Miijidaa goes above and beyond to integrate sustainability into everything they do, including their local dishes, exceptional treatment of their staff, giving back to the community through ongoing partnerships, and acting as stewards of their Ojibwe name.
SDG 12: Responsible consumption and production:
Creating dishes that use local ingredients and reduce food waste, ex: roasted beef bone marrow is currently on special, which encourages use of the entire animal from a local source.

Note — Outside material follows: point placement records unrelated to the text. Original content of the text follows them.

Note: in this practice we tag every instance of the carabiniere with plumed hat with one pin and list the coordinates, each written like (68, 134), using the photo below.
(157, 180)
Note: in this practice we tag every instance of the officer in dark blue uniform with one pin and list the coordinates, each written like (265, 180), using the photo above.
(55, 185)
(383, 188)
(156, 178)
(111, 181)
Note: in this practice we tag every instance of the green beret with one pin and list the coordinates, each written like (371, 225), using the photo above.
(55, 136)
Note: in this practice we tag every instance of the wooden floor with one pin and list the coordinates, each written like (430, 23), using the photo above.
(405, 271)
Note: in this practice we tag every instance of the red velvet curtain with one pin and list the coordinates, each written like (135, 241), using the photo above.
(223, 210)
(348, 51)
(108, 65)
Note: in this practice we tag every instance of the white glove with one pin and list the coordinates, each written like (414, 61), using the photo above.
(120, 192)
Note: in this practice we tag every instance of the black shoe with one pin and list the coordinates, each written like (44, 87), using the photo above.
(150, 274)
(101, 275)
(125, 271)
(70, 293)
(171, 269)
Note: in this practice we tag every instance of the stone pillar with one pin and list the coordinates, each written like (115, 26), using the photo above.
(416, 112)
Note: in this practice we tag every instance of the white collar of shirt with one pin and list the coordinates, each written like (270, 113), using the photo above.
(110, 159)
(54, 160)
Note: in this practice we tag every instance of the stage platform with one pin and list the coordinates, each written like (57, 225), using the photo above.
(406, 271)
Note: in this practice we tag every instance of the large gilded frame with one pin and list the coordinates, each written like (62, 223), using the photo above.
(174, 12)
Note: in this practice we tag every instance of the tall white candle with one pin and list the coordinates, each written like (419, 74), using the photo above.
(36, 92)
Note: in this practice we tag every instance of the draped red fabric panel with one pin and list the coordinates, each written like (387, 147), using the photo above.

In obtaining their B-Corp certification, the restaurant weighed and analyzed their compost to determine that condiments were commonly wasted, then sought out a solution: Asking customers if they would like condiments when taking orders, and individually portioning out condiments in reusable ramekins to limit waste. “That’s not just a little bit of ketchup . . . some farmer had to plant that seed, grow that tomato, pluck that tomato, then it had to get processed into the ketchup . . There’s a whole giant footprint”.
SDG 3: Good health and wellbeing
The restaurant also understands that sustainability includes sustainable jobs and working conditions for their staff. As Katie explains, “Fundamentally, if you’re burning everyone out on your team, that’s not sustainable”. The management is more than willing to support their employees’ mental health when it comes to assigning shifts and consistently accommodating time off for family and friend gatherings. They also offer health benefits to their full-time employees, which is rare in the restaurant industry, to support health ongoingly.
The owners of the Neighbourhood Group (NGC) of restaurants, which includes Miijidaa, have always sought out local in everything they do. “The inspiration for Miijidaa kind of came out of their love of everything local”. One of the overarching goals for Miijidaa was its B-Corp certification, and being a steward of tis Ojibway name. Katie explains that the owners “Select[ed] that word [Miijidaa] as a way of honouring the original ancestors of this land”.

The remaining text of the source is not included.